The Data struct contains the fields format, nature, and intrinsics.
Supported Formats
| Format | Extension | Description |
|---|---|---|
:pqt | .parquet | Apache Parquet columnar format |
:sqlite3 | .db, .sqlite | SQLite 3 database |
:duckdb | .duckdb | DuckDB database |
:arrow | .arrow | Apache Arrow IPC file format |
:feather | .feather | Feather V1 format |
Examples
iex> {:ok, file} = File.read("data.parquet")
iex> result = FormatParser.Data.parse(file)
%FormatParser.Data{format: :pqt, nature: :data, intrinsics: %{}}
Summary
Functions
Parses binary data to detect data file formats.
Types
Functions
Parses binary data to detect data file formats.
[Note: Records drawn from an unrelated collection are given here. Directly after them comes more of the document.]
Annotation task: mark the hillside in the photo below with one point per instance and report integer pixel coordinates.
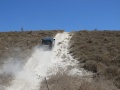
(82, 60)
(99, 52)
(18, 46)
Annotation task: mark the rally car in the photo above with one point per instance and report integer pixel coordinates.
(48, 42)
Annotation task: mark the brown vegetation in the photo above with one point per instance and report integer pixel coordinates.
(99, 51)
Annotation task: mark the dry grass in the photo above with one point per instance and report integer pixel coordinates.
(99, 51)
(65, 82)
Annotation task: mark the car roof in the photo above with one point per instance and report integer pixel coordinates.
(48, 38)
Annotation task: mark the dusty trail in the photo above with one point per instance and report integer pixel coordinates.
(44, 63)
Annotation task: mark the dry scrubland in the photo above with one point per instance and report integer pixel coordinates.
(99, 52)
(18, 46)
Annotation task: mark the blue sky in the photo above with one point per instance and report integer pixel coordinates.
(59, 14)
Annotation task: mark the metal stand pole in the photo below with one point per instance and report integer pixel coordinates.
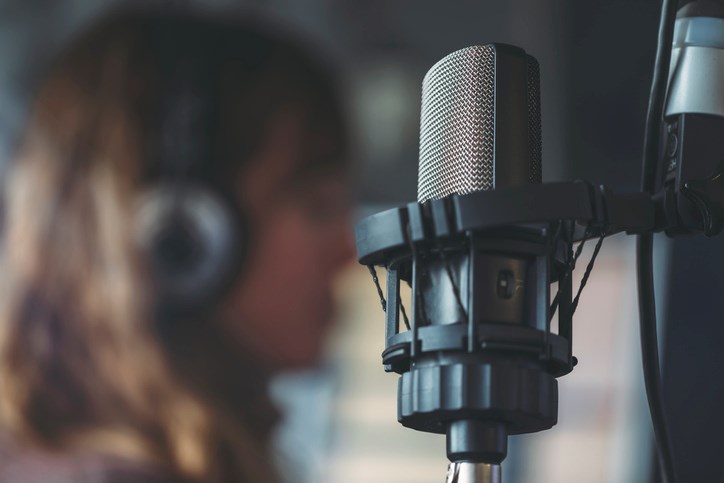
(468, 472)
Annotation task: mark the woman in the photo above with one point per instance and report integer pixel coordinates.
(103, 377)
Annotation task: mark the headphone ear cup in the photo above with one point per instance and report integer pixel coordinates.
(195, 243)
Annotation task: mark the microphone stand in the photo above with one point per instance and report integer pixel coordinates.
(470, 366)
(469, 472)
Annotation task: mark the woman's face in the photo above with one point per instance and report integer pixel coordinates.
(283, 306)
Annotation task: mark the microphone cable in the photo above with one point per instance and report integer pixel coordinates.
(644, 243)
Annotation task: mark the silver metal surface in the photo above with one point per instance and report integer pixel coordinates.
(457, 124)
(467, 472)
(696, 79)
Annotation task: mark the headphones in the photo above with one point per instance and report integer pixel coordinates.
(190, 225)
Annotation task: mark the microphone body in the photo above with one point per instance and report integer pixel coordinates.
(479, 361)
(692, 148)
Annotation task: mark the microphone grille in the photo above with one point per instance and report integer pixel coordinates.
(535, 137)
(457, 124)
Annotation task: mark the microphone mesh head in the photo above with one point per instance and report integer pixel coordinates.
(457, 124)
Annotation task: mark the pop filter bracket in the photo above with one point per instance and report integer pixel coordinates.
(481, 356)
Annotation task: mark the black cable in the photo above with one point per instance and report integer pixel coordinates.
(587, 274)
(644, 244)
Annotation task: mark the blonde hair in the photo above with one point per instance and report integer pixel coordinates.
(81, 367)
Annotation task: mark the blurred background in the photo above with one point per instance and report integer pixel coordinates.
(596, 60)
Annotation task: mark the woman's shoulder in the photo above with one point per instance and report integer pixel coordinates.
(28, 465)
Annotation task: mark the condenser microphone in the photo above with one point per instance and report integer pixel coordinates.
(692, 151)
(479, 360)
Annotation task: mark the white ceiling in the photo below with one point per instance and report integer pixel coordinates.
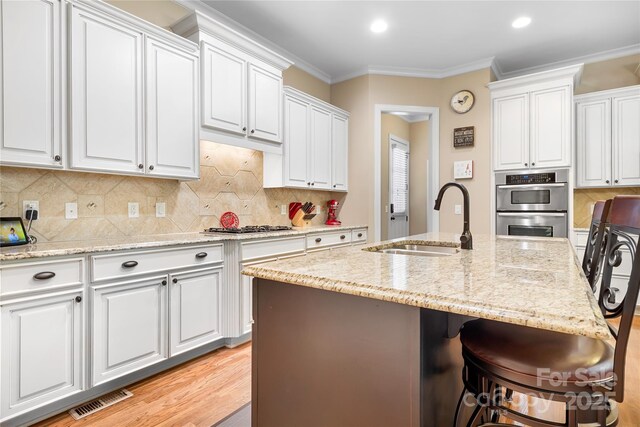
(438, 38)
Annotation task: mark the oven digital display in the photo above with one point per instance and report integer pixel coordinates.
(531, 197)
(531, 230)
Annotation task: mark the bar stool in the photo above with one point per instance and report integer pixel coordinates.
(592, 258)
(499, 355)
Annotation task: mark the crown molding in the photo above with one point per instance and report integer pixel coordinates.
(585, 59)
(208, 11)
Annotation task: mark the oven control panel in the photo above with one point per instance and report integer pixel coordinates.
(532, 178)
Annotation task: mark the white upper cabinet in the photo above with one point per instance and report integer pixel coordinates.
(241, 86)
(134, 95)
(31, 110)
(224, 76)
(320, 142)
(316, 145)
(106, 94)
(172, 111)
(608, 138)
(339, 153)
(265, 104)
(532, 120)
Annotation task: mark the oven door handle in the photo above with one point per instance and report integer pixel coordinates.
(532, 213)
(532, 186)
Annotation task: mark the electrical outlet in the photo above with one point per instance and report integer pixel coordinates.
(161, 210)
(134, 209)
(71, 210)
(30, 204)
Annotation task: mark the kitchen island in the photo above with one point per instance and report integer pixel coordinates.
(359, 337)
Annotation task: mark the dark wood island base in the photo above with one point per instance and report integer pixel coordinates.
(322, 358)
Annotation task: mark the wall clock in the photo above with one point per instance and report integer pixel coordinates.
(462, 101)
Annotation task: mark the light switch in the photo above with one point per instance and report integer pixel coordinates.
(463, 169)
(71, 210)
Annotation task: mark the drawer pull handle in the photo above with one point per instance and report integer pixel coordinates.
(44, 275)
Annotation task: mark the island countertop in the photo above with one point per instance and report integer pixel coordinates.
(534, 282)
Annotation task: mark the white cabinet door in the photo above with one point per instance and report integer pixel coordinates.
(265, 104)
(224, 88)
(195, 309)
(30, 72)
(593, 143)
(172, 111)
(41, 358)
(320, 142)
(129, 327)
(511, 132)
(106, 94)
(296, 149)
(550, 127)
(626, 140)
(339, 153)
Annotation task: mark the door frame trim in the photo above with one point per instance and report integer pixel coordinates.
(433, 165)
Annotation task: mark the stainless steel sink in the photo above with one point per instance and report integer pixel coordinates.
(419, 250)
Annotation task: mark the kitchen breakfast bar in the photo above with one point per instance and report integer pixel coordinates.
(369, 337)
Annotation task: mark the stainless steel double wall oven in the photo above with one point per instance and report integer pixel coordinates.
(532, 204)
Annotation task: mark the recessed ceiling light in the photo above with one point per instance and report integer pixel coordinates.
(379, 26)
(521, 22)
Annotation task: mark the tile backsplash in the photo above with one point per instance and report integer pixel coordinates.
(585, 198)
(230, 180)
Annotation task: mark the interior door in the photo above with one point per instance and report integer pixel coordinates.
(106, 94)
(172, 111)
(30, 70)
(398, 188)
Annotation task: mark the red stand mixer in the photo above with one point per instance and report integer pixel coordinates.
(332, 208)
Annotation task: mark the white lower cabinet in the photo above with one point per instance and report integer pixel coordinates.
(41, 358)
(129, 327)
(194, 318)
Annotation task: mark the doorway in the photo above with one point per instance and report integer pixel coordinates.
(407, 132)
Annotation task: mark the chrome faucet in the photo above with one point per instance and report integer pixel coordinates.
(466, 240)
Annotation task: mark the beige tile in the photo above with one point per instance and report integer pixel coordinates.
(51, 194)
(14, 180)
(9, 205)
(90, 205)
(90, 183)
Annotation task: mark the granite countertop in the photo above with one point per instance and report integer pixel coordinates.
(535, 282)
(49, 249)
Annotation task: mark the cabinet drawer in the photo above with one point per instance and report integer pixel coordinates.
(328, 239)
(359, 235)
(107, 267)
(271, 247)
(33, 277)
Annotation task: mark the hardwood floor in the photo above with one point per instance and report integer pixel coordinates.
(205, 390)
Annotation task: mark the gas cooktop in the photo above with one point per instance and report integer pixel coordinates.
(248, 229)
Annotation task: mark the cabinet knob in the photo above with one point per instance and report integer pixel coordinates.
(44, 275)
(129, 264)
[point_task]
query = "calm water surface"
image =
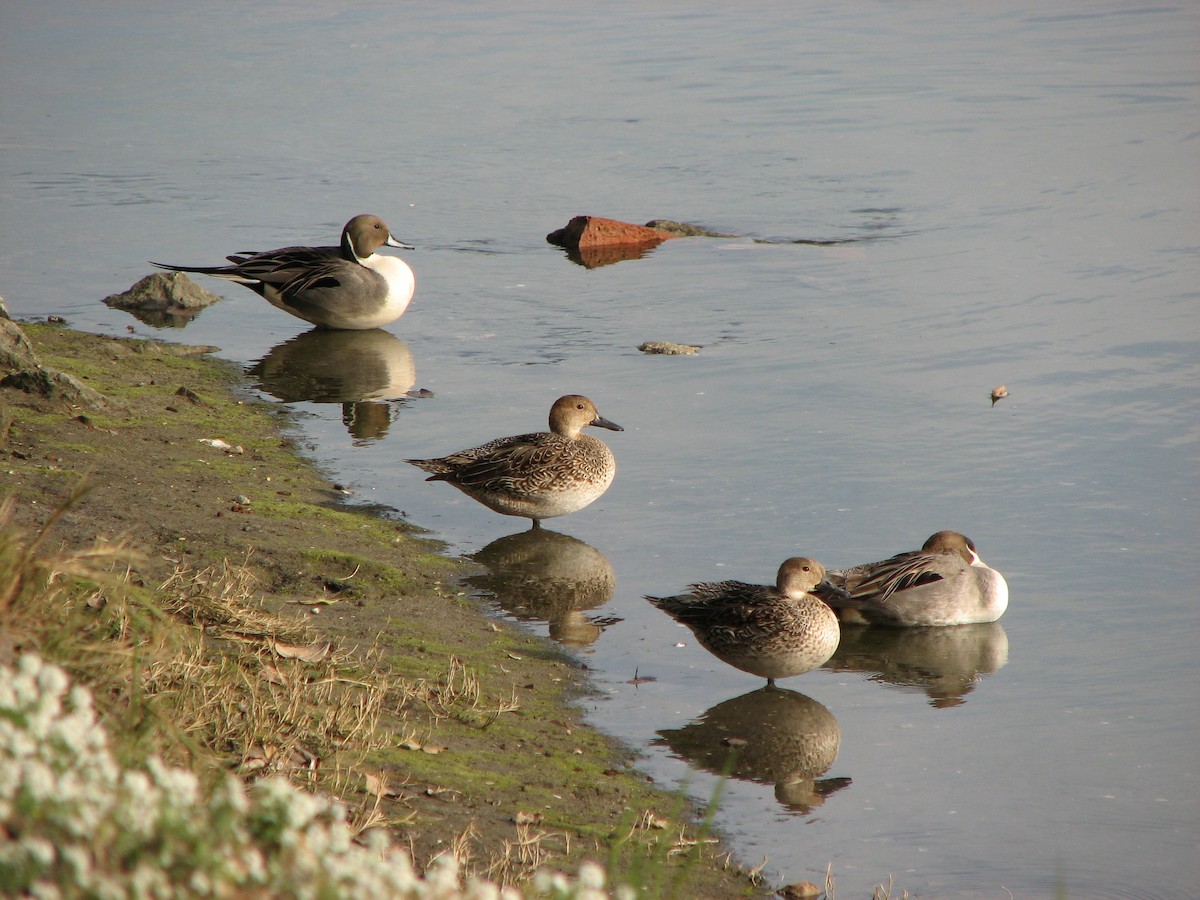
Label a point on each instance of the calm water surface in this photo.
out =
(1019, 193)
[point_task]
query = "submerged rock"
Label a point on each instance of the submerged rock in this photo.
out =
(669, 348)
(16, 351)
(163, 299)
(683, 229)
(587, 232)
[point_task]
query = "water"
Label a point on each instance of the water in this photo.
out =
(1019, 195)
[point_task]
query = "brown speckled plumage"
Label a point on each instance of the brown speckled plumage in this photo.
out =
(942, 583)
(769, 631)
(538, 475)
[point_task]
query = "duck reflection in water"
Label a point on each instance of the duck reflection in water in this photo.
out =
(945, 663)
(772, 736)
(539, 575)
(364, 371)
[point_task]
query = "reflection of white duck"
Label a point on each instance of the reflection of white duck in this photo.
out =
(943, 663)
(337, 367)
(545, 576)
(771, 736)
(355, 369)
(942, 583)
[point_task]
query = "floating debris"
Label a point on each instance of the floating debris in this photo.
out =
(669, 348)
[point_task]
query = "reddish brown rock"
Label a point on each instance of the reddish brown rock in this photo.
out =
(589, 232)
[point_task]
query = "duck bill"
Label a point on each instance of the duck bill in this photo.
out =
(828, 587)
(601, 423)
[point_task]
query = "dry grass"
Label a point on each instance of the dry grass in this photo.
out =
(196, 670)
(457, 695)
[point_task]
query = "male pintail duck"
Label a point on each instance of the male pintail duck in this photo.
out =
(538, 475)
(345, 287)
(769, 631)
(942, 583)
This function attempts to identify data formats by examining magic bytes at the beginning of the binary content.
Arguments
input- Can be one of:{:error, binary}- A tuple containing binary file content (used in parser chain)binary- Raw binary file contentany- Any other value is returned as-is (pass-through for parser chain)
Returns
%FormatParser.Data{}- When a supported data format is detected{:error, binary}- When the format is not recognized (for parser chain)- The input unchanged - When input is neither a binary nor an error tuple
Examples
iex> {:ok, file} = File.read("priv/test.parquet")
iex> FormatParser.Data.parse(file)
%FormatParser.Data{format: :pqt, nature: :data, intrinsics: %{}}
iex> FormatParser.Data.parse({:error, <<80, 65, 82, 49, 0>>})
%FormatParser.Data{format: :pqt, nature: :data, intrinsics: %{}}
iex> FormatParser.Data.parse(%FormatParser.Image{})
%FormatParser.Image{}